Insomnia led to Benedict resignation

By  Junno Arocho Esteves, OSV News
  • February 1, 2023

ROME -- Pope Benedict XVI’s biographer revealed that the late pontiff for years suffered from insomnia and exhaustion, which ultimately led him to resign from the papacy.

The revelation, which was reported by the German magazine Focus, was confirmed by papal biographer Peter Seewald in a Jan. 27 interview with the German Catholic news agency KNA.

“Benedict XVI did not want to make a fuss during his lifetime about the intimate circumstances of his resignation, which was justified by his exhaustion,” Seewald told KNA.

According to Seewald, the late pontiff wrote a final letter to him Oct. 28, nine weeks before his death Dec. 31. In it, Pope Benedict told Seewald the “central motive” of his resignation was “the insomnia that has accompanied me uninterruptedly since World Youth Day in Cologne” in 2005.

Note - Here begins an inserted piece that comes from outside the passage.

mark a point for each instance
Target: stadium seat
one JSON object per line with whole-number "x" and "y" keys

Pope Benedict’s letter to Seewald adds further context to his shocking resignation in 2013. In his speech announcing his resignation, the late pope said that his health had “deteriorated in me to the extent that I have had to recognize my incapacity to adequately fulfill the ministry entrusted to me.”

In his letter to Seewald, Pope Benedict said he was prescribed “strong remedies” by his personal physician at the time due to his insomnia. Nevertheless, the medication had “reached their limits.”

Knowing that he would no longer be able to “cope” with the rigours of travel for the World Youth Day 2013 in Rio de Janeiro, Seewald said Pope Benedict planned the announcement of his resignation so that a “new pope” would be able to travel.